* Establish clear ground rules so that pupils understand that using computers is not a "play lesson". If you wouldn't allow them to listen to personal stereos during a non-ICT lesson, don't let them listen to music on the laptop.
* Have a clear routine: I get pupils to log on and then push the screens down (or turn them off on desktops) while they load up. Use this time to introduce the lesson.
* Have an online starter available that students can use independently if you need to sort out any problems such as forgotten passwords. I use WordLab on www.englishonline.co.uk
* If you want to talk to the class, ensure they turn their screens off or push them down. It takes a second but avoids distractions.
* Avoid using laptops to type up written work.
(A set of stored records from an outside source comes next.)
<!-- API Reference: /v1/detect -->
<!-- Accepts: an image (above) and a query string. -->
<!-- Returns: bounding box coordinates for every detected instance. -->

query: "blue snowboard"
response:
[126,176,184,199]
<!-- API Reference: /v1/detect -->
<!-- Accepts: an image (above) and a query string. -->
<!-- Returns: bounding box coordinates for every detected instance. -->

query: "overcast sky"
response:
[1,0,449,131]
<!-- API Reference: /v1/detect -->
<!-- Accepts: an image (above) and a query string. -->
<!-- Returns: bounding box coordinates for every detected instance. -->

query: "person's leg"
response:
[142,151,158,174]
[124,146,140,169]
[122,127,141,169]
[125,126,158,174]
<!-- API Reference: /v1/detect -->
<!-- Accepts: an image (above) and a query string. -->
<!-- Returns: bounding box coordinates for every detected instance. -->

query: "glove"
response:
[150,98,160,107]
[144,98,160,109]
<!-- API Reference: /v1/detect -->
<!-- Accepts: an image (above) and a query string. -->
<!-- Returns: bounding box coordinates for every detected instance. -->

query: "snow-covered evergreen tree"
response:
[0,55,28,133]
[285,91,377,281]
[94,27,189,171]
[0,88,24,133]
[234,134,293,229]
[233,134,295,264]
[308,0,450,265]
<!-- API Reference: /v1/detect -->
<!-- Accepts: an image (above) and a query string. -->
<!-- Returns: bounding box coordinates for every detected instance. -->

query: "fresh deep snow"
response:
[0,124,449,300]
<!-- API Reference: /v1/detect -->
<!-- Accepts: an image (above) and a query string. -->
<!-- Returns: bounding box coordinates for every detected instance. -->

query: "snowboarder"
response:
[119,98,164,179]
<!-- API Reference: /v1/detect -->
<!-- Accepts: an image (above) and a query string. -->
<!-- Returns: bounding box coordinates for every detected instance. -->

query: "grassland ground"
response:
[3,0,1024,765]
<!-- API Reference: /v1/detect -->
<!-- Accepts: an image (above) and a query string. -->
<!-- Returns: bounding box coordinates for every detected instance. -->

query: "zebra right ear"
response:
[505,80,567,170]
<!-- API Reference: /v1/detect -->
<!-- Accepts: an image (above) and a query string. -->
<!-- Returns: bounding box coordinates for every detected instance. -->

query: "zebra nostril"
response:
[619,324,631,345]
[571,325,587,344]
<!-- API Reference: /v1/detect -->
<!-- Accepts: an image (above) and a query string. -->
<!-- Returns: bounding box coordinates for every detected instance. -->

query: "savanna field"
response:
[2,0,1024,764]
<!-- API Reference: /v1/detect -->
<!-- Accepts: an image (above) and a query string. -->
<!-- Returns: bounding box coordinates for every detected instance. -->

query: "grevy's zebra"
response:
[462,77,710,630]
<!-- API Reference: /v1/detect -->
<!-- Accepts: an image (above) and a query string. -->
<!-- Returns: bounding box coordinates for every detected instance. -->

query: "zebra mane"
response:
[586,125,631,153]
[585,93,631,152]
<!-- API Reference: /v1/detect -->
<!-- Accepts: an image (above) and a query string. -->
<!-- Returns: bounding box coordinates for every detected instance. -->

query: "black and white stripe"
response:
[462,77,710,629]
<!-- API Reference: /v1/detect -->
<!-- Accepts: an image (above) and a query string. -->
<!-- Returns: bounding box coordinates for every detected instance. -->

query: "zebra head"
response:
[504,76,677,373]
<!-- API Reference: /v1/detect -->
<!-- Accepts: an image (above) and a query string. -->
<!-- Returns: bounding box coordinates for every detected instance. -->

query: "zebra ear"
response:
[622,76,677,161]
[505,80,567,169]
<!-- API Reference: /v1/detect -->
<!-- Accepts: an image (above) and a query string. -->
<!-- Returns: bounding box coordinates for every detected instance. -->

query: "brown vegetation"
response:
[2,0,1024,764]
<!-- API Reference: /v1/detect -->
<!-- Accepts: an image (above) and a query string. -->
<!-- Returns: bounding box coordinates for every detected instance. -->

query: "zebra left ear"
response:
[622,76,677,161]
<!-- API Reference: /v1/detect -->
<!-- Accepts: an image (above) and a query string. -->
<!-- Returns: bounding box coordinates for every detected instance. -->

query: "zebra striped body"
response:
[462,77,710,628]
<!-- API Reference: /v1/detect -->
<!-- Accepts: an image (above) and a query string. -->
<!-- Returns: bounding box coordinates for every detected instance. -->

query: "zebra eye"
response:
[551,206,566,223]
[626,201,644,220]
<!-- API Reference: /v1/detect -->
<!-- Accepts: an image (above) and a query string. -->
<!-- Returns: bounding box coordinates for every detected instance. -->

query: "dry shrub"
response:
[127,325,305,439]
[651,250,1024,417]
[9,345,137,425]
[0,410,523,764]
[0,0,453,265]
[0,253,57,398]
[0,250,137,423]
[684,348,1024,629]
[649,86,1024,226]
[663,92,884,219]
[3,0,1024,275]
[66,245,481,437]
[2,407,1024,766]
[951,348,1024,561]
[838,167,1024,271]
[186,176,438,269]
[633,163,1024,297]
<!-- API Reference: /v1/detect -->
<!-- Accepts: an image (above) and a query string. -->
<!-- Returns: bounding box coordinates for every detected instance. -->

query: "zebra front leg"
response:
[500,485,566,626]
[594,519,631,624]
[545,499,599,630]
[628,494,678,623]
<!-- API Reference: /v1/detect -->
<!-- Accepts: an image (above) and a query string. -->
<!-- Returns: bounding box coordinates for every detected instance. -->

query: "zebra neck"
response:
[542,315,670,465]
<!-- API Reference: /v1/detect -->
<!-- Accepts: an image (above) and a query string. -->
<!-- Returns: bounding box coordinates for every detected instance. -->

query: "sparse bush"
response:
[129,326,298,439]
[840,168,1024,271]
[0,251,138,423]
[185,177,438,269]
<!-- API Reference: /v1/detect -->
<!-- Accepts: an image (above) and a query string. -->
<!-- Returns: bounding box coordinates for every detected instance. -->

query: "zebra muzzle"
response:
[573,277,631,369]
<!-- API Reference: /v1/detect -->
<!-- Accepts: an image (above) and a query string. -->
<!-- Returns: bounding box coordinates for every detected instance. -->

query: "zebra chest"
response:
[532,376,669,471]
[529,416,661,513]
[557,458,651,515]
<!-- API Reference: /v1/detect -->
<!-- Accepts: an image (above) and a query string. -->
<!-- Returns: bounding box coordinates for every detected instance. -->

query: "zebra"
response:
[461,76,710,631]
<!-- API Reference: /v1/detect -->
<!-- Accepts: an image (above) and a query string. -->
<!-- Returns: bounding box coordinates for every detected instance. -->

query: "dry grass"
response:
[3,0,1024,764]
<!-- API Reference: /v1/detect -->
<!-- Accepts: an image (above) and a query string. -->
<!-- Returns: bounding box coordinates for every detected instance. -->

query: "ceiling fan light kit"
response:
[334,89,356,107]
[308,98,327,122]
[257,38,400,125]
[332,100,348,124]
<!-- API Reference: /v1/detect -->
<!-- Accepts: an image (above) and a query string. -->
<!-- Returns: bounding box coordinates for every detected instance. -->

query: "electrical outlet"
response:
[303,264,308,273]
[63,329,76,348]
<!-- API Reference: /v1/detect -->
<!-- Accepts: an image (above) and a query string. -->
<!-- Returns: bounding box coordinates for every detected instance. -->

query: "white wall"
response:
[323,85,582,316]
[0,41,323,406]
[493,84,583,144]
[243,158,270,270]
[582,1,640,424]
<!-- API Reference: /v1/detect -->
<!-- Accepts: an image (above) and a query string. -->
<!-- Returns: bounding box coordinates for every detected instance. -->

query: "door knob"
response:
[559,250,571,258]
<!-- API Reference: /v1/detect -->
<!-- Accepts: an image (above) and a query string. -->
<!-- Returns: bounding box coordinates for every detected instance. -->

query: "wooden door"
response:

They can be far better used structuring the writing.
* If the internet or network is essential for your lesson, do have a back-up idea so that you're not stuck if you lose access.
* Try activities yourself first so that you are able to demonstrate them.
It's often a good idea to try them on one of the computers that students will be using.
* Do get the students to save work regularly.
* Don't try to reinvent the wheel. Share ideas and resources.
www.teachit.co.uk has a massive resource bank and is developing a wealth of onscreen resources that would suit whole-class teaching. You can also ask for advice on the discussion board. NATE and englishonline also have loads of advice for using ICT.